Eine in den 1980er Jahren entwickelte lesbisch-feministische Kritik sprach sich angesichts des damaligen lesbischen Baby-Booms in den USA, Kanada, Großbritannien und den Niederlanden gegen die Auffassung aus, die Nutzung von Reproduktionstechnologien durch nicht-Genderrollen-konforme Menschen sei ein subversiver Akt. Auch heute wird immer wieder behauptet, die zweigeschlechtliche Ordnung werde durch die Techniken als sozial und technisch hergestelltes Konstrukt entlarvt. Im Gegenteil wird aber das auf Paarbeziehung und Familie ausgerichtete heteronormative Geschlechterregime immer wieder auch durch den Gebrauch von Reproduktionstechniken hergestellt.9
Diese Entwicklung ist aus feministischer, queerer und behindertenpolitischer Perspektive problematisch, wird aber bisher kaum kritisch diskutiert.10 Eine Aktualisierung der Diskurse sollte an die Debatten der 1980er Jahre anknüpfen und nicht den Zugang zu Reproduktionstechnologien als reine Gerechtigkeits- und Zugangsfragen verhandeln.
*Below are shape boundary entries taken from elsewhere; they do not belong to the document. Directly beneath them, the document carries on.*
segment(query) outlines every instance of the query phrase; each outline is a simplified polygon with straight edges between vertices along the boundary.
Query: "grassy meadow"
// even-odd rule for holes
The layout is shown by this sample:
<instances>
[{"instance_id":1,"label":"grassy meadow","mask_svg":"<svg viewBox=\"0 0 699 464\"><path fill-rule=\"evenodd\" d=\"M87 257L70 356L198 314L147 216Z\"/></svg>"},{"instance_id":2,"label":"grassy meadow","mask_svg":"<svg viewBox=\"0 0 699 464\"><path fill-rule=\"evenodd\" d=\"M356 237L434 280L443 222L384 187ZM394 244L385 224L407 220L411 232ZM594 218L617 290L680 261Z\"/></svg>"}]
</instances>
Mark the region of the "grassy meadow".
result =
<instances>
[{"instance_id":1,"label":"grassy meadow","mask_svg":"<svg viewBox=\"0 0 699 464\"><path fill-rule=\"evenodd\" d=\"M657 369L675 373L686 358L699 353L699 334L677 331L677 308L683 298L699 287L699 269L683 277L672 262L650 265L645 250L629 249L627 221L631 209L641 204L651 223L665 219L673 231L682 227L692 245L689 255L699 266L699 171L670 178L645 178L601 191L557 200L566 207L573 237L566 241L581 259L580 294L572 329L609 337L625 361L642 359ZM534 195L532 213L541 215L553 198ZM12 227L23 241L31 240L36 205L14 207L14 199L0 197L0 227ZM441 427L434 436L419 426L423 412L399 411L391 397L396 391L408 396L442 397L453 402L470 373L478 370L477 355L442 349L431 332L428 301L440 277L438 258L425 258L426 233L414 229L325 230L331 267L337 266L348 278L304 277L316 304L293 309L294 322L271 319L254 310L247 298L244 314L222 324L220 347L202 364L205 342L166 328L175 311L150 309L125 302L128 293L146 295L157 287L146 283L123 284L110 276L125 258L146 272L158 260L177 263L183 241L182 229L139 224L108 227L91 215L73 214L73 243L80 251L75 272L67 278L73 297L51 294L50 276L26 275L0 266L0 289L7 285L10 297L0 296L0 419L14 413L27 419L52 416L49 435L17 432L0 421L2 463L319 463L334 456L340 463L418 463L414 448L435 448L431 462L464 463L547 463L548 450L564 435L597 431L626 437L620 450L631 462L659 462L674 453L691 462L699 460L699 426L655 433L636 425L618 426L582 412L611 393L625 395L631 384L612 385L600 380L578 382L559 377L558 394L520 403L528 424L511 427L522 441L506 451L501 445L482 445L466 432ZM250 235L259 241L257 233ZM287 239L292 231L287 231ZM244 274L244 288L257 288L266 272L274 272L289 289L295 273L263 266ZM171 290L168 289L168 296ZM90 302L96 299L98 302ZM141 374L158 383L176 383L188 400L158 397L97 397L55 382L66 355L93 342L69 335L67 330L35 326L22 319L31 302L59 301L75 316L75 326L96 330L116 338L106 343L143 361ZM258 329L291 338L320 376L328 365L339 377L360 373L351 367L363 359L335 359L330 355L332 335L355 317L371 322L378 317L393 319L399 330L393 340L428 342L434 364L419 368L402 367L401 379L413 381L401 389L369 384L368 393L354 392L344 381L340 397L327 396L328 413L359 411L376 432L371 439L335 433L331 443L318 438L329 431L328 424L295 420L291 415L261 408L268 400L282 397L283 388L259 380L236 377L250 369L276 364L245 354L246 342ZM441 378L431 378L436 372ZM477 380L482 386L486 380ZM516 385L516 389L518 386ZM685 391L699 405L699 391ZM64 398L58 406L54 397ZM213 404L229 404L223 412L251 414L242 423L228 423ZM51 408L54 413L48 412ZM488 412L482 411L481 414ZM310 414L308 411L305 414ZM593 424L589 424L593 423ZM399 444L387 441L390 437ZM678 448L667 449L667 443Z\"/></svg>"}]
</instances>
Eine Diskussion darüber, was wir als soziale Bewegungen, Communitys und Selbsthilfegruppen unter Diskriminierung und Befreiung verstehen, ist dringend nötig, damit nicht Reproduktionsmediziner*innen und Kinderwunschkliniken sich zu unseren Anwält*innen aufspielen können und damit ihre ökonomischen und von einem falschen Freiheitsbegriff getragenen Liberalisierungsbegehrlichkeiten begründen können.